ESdat environmental data management software has been used to manage and report on large datasets generated from an investigation of groundwater contamination on an industrial facility in Adelaide.
ESdat was used in managing site data and the maintenance of conceptual model and time series outputs at a complex site over an extended period.
Leakages of TCE and the subsequent groundwater contamination at an industrial facility in Adelaide have led to an ongoing investigation and remediation program conducted since 1999. This work comprised site characterisation and remediation, including borehole drilling, monitoring well installation, soil, groundwater and vapour sampling, laboratory analysis and preliminary in-situ chemical oxidation (ISCO) of impacted media. Over 30 soil bores and 50 monitoring wells have been installed to date, both on and off site, with six groundwater monitoring events being carried out since 2002. Two shallow aquifers have been impacted beneath the site, the first located between 3 and 5 metres below ground level (mbgl) and the second between 8 and 13 mbgl.
To efficiently manage such a large dataset, and to enable efficient production of the required tables, graphs, 3D models, GIS, and other outputs required for conceptual model development, the contaminated site data management system ESDAT was employed.
A rigorous conceptual model of the site and the degradation processes occurring was developed using a combination of chemistry output tables, trend graphs, GIS based maps, and 3D geological and contaminant models. Upon commencement of remediation, these graphical, tabular, and 3D outputs were continually updated to incorporate the latest data and demonstrate the effect of the remediation to both technical and non-technical audiences. It was necessary for the outputs to be easily updated as new data became available, and to ensure a consistent data set was being used in the various software applications employed. The 3D geological and plume model created via direct export to Mining Visualisation System (MVS®) software was one element which continually evolved as further detailed information regarding the complex geology underlying the site was gathered.
All historical chemistry and geological data was loaded into ESDAT, and ongoing chemical and QA data were directly imported from the laboratory generated electronic deliverables resulting in an accessible, consolidated and consistent data set. The standard outputs from this system, along with its exports to other packages, enabled the outputs to be consistently and efficiently maintained during the project. In particular, the ability to readily visualise the underlying sequences of sands and clays in three dimensions and correlate this with chemistry data allowed a more detailed analysis of pilot trial results and rebound. This knowledge then facilitated the installation of a more accurately targeted injection system for the full scale remediation.

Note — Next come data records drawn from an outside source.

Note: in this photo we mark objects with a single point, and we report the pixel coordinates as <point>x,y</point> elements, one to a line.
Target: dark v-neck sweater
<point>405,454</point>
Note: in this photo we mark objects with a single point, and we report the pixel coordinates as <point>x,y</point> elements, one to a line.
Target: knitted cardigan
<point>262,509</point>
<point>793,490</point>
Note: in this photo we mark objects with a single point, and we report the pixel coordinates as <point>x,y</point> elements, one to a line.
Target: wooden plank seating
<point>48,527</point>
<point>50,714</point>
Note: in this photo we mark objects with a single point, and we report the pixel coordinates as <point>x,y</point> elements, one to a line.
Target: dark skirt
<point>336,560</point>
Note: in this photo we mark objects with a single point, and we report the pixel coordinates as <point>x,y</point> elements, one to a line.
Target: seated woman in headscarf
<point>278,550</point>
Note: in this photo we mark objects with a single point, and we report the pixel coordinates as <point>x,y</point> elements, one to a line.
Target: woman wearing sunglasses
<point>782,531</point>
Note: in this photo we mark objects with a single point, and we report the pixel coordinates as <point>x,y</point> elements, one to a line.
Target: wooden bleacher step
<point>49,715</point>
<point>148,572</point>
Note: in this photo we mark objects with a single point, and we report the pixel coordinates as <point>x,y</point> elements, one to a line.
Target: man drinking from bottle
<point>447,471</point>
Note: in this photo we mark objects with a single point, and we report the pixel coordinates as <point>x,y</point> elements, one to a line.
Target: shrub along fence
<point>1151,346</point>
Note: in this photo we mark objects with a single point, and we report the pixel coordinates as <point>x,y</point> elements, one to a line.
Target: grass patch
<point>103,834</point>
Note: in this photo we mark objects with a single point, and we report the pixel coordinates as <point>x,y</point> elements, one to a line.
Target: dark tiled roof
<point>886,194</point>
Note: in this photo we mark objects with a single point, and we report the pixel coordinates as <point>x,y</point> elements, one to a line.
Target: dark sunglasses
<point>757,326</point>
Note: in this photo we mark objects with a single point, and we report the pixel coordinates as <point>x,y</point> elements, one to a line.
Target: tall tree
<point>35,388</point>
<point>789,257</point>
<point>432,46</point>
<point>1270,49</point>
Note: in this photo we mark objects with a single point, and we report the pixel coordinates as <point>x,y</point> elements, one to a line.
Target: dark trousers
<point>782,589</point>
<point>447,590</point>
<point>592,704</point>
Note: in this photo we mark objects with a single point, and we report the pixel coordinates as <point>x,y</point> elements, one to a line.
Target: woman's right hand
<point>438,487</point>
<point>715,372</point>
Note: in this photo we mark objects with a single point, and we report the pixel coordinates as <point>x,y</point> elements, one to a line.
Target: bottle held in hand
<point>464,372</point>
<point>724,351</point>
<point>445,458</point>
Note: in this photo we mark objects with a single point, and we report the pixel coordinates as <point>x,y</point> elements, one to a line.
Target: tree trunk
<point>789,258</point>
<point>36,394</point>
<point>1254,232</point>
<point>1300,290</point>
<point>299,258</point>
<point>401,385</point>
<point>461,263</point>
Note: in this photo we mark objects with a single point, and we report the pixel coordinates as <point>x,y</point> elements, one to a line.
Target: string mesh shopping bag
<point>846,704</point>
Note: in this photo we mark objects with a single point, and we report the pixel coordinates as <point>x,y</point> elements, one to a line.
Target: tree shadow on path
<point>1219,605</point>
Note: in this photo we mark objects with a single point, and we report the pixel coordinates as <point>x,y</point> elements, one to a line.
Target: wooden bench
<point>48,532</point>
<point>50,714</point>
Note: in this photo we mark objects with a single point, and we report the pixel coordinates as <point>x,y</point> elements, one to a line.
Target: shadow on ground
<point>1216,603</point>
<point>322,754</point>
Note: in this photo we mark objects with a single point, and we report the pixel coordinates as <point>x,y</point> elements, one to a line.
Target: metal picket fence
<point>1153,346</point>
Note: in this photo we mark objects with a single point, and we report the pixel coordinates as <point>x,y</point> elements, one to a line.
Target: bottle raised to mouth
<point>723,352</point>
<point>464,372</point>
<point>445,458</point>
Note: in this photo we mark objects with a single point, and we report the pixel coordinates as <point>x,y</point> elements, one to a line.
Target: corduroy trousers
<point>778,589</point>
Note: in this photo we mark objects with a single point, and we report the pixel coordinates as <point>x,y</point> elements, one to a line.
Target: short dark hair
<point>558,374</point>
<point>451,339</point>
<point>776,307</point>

The outputs and quantitative analyses produced using this approach demonstrate how a site analysis integrating the strengths of multiple best-of-breed software applications and a managed dataset can provide insights and efficiencies which may not be achievable by other means. The ability to readily provide updated outputs in a readily understood visual format also facilitated improved communication and engagement with both client and regulator due to the ease with which complex issues and technical aspects of the project could be explained.